The person who keeps your balls in a jar over the fireplace mantle read your text exchange with a friend, in which you didn't call her bad names. You weren't plotting her harm or destruction. You merely expressed your concern that if she didn't stop fvcking the other guy, you might not have a positive relationship with her.

And for this insolence on your part, the person who has systematically stripped you of every last vestige of your manhood decided that the relationship was over, then and there. 

To which you figuratively responded by begging and pleading for her not to cut you loose. Actually, I would bet good money that you LITERALLY begged and pleaded. 

The main thing I think you need is clarification.

"Strong language" (your words) involves calling her out as the hateful cheating wh0re that she is in real life. Strong language means telling her what an evil contemptible person she is, who is unworthy of the love of a decent man.

On a side note, since she has your permission to have sex with another man, is it actually cheating? I mean, you know she's with him, and you are okay to the extent that you are still with her. 

On a second side note, would a decent man share his woman with another man? Could a man who would let his woman have sex with other men even be a decent man? 

Sorry, got off track there.

The language you used, such as the term "adversarial," is, in the context it was used, the language of a mangina.

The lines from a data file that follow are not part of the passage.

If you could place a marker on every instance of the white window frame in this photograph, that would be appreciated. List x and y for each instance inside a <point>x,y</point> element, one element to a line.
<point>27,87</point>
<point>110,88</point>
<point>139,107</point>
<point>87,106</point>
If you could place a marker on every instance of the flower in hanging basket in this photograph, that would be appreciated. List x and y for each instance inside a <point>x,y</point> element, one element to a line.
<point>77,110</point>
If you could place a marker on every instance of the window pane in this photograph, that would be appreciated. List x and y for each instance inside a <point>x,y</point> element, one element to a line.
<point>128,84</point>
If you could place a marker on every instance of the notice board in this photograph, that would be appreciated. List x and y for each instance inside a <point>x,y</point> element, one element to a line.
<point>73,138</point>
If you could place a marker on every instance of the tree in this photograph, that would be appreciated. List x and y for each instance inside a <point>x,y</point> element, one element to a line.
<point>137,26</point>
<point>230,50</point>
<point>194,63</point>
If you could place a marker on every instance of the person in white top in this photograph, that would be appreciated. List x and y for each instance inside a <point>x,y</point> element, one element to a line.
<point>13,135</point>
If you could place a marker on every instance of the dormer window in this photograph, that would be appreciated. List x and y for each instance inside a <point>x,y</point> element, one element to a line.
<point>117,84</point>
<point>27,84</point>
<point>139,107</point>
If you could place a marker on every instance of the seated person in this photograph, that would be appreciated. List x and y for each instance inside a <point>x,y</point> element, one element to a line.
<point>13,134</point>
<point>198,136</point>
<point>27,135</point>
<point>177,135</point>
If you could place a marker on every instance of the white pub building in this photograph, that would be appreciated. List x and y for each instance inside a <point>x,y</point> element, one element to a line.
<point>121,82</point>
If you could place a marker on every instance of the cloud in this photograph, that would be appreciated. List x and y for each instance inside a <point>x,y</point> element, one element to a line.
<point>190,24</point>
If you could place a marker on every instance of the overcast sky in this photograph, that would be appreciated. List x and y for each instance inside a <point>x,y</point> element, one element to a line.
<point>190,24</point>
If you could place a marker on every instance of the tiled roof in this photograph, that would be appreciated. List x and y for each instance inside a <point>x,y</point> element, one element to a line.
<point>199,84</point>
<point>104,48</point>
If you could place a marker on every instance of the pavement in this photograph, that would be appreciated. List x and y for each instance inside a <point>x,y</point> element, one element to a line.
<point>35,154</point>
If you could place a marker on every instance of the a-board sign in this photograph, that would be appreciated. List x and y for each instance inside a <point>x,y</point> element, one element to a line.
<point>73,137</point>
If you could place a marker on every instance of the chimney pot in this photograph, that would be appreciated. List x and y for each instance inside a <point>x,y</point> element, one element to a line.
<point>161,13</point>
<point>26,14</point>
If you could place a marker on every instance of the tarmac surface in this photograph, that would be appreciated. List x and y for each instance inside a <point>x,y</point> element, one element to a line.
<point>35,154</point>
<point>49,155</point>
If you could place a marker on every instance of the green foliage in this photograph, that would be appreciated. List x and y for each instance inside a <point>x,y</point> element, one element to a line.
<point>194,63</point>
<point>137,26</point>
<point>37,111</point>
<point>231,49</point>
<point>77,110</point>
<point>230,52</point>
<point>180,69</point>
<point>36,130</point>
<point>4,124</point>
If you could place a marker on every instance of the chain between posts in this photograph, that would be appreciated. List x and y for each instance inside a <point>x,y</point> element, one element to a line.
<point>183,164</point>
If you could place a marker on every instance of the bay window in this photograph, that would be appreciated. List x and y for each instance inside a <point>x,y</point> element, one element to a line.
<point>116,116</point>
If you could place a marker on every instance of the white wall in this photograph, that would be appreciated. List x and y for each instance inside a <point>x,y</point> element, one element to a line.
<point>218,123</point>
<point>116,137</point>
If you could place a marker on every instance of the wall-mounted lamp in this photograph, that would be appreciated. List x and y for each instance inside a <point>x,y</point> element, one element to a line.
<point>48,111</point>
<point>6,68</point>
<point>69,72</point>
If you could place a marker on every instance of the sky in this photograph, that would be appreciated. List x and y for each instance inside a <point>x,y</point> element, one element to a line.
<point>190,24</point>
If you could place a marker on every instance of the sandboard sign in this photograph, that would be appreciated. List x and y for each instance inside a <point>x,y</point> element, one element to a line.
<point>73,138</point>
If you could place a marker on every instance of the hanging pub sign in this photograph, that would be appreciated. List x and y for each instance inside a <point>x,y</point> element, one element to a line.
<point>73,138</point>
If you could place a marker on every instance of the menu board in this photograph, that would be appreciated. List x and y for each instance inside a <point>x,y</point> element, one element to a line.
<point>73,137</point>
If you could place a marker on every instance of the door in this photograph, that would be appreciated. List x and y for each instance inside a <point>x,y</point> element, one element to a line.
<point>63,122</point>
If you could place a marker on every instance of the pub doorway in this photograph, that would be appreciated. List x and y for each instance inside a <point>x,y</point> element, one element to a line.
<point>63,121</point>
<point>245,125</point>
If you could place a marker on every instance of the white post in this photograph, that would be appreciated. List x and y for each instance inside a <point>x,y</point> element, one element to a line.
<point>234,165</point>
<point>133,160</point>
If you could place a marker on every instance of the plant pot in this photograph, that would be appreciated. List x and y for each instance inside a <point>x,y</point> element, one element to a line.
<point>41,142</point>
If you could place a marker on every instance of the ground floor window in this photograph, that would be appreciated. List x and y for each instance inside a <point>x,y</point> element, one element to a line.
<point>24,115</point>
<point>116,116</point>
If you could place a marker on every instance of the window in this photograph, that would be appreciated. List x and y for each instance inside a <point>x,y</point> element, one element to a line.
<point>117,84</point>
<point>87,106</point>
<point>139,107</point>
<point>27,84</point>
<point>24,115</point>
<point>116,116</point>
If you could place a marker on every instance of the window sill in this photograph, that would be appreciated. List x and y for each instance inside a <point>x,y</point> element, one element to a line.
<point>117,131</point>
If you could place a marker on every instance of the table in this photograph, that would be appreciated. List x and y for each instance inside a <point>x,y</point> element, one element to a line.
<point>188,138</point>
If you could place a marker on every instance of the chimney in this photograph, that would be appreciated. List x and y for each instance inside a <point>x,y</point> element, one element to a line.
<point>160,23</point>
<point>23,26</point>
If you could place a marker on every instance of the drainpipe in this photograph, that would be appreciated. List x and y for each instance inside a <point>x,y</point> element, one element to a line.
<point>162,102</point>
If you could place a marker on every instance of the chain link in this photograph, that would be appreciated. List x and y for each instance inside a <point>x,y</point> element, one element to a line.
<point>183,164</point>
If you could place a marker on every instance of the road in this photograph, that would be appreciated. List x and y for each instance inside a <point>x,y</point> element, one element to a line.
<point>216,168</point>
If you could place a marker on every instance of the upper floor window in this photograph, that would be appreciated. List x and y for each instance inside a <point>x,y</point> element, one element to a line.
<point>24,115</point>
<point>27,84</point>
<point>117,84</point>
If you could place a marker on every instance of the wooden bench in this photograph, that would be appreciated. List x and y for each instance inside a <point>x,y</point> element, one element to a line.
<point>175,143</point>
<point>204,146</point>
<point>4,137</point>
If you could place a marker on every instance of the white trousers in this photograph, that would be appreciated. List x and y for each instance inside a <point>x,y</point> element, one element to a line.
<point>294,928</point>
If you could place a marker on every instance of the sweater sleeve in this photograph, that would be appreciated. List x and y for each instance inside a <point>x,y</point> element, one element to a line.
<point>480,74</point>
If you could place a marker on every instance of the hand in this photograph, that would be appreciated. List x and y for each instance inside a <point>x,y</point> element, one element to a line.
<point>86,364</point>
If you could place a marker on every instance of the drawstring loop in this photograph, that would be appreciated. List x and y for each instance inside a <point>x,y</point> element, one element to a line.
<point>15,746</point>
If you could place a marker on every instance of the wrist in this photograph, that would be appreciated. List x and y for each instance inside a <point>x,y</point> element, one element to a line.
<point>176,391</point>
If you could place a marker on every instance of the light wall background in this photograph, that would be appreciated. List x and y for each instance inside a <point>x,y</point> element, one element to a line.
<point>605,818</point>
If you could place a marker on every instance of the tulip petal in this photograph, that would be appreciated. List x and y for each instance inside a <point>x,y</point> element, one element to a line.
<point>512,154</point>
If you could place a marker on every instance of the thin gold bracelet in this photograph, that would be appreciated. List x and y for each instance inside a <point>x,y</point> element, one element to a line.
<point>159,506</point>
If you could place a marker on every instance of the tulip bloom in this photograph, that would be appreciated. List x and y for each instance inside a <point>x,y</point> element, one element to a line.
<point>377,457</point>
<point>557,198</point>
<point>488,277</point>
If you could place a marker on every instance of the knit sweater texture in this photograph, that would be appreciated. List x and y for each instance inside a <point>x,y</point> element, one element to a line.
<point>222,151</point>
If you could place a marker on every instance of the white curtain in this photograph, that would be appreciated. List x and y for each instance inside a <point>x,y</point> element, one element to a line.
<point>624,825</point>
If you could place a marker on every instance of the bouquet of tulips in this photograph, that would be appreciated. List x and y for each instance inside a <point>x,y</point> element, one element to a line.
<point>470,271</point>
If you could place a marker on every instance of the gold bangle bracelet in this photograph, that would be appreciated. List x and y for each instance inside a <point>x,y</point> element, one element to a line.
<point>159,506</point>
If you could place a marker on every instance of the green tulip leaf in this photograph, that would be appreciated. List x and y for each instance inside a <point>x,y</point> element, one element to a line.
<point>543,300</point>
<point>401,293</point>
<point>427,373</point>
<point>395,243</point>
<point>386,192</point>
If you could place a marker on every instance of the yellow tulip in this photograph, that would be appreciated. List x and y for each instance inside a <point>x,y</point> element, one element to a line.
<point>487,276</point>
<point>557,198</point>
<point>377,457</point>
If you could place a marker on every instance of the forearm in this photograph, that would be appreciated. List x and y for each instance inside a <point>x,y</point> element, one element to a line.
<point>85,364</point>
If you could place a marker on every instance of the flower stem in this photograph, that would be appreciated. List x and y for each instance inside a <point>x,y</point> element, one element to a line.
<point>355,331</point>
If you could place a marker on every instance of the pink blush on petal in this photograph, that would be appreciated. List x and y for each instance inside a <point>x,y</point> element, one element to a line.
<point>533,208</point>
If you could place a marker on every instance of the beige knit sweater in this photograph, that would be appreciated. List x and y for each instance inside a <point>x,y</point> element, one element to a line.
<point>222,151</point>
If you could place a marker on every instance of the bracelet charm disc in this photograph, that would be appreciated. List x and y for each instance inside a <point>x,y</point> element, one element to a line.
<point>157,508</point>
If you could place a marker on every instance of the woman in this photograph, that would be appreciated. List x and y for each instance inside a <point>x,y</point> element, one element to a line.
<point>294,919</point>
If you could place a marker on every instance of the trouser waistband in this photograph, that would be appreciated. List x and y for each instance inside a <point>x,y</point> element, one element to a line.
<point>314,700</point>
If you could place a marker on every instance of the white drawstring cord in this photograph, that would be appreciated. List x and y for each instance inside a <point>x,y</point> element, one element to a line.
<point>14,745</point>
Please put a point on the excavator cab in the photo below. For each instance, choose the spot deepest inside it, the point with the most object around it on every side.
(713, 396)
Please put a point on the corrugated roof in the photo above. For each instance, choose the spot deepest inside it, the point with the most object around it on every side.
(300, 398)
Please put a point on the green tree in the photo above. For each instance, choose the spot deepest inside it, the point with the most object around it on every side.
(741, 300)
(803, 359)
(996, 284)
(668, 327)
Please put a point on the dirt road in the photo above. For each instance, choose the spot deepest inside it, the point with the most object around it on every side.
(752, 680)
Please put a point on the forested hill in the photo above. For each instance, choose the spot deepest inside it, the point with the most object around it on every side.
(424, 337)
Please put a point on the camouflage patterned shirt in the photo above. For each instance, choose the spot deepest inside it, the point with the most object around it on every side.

I'm not sure why you're coming on here. If you are looking for someone to post that they agree that "adversarial" was strong language, you aren't going read that. You are going to read different posters saying that you are making a big mistake every day you stay with this person.

In fact, in case no one has done so, I will do it now.

tribu. She doesn't love you. She doesn't even like you. If she liked you, she would not be having hot sex with another guy. She is bad for you. You should do yourself a big favor and leave her.

But if that's too much to handle, just hang around, and she'll leave you. But she'll probably give you an incurable std to remember her by.


----------